5. frontend/package-lock.json ⚠️ (Not backend/)

Conflict Likelihood: High Current State: 7499 lines, lockfileVersion 3

Resolution Strategy: Regenerate after merge

• Delete the file and regenerate:

  cd frontend && rm package-lock.json && npm install
  

---

6. frontend/package.json ⚠️ (Not backend/)
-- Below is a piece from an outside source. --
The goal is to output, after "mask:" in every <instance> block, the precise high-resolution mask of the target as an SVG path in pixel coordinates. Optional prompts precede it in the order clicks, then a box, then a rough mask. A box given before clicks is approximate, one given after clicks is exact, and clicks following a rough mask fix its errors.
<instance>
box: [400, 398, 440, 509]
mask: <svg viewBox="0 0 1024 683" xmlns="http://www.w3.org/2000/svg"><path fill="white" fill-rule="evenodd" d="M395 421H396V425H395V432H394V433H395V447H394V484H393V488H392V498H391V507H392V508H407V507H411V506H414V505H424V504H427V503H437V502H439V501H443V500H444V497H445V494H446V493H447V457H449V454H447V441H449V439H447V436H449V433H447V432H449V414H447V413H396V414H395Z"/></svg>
Conflict Likelihood: Medium Current State: Version 0.3.0, no conflict markers

Key Dependencies:

• React: ^19.2.3
• Vite: ^7.3.1
• Playwright: ^1.57.0
• TypeScript: ^5.9.3

Resolution Strategy: Manual review required

• Compare main and feature branch versions
• Keep higher version numbers when there are conflicts
• Ensure no duplicate entries

---

Command Sequence for Resolution

# 1. Ensure you're on the feature branch
git checkout feature/beta-release

# 2. Fetch latest main
git fetch origin main

# 3. Start the merge (this will show conflicts)
git merge origin/main

# 4. For workflow files (if conflicts exist):
# Accept feature branch changes, then verify
git checkout --theirs .github/workflows/codeql.yml
git checkout --theirs .github/workflows/docker-build.yml
git add .github/workflows/

# 5. For Dockerfile (if conflicts exist):
# Accept feature branch (Trixie migration)
git checkout --theirs Dockerfile
git add Dockerfile

# 6. For Go dependencies:
git checkout --theirs backend/go.sum
cd backend && go mod tidy
cd ..
git add backend/go.sum backend/go.mod

# 7. For frontend dependencies:
cd frontend
rm -f package-lock.json
# Manually resolve package.json if needed
npm install
cd ..
git add frontend/package.json frontend/package-lock.json

# 8. Complete the merge
git commit -m "Merge main into feature/beta-release - resolve conflicts"

# 9. Validate
make lint
make test

---

Post-Merge Validation Checklist

• go mod tidy completes without errors
• npm install (frontend) completes without errors
• Docker build succeeds: docker build -t charon:test .
• CI workflows pass on push
• Go version consistent across all workflows (1.25.6)
• Debian Trixie base image in Dockerfile

---

Notes

1. File Path Correction: The conflicting package files are in frontend/, not backend/. The Go backend uses go.mod/go.sum, not npm.

2. Conflict markers not visible: The files read don't show <<<<<<< markers, suggesting either:

   • The merge hasn't been attempted yet
   • Conflicts would appear after running git merge

3. PR #550 Reference: The Dockerfile already shows Trixie migration is complete in the current branch.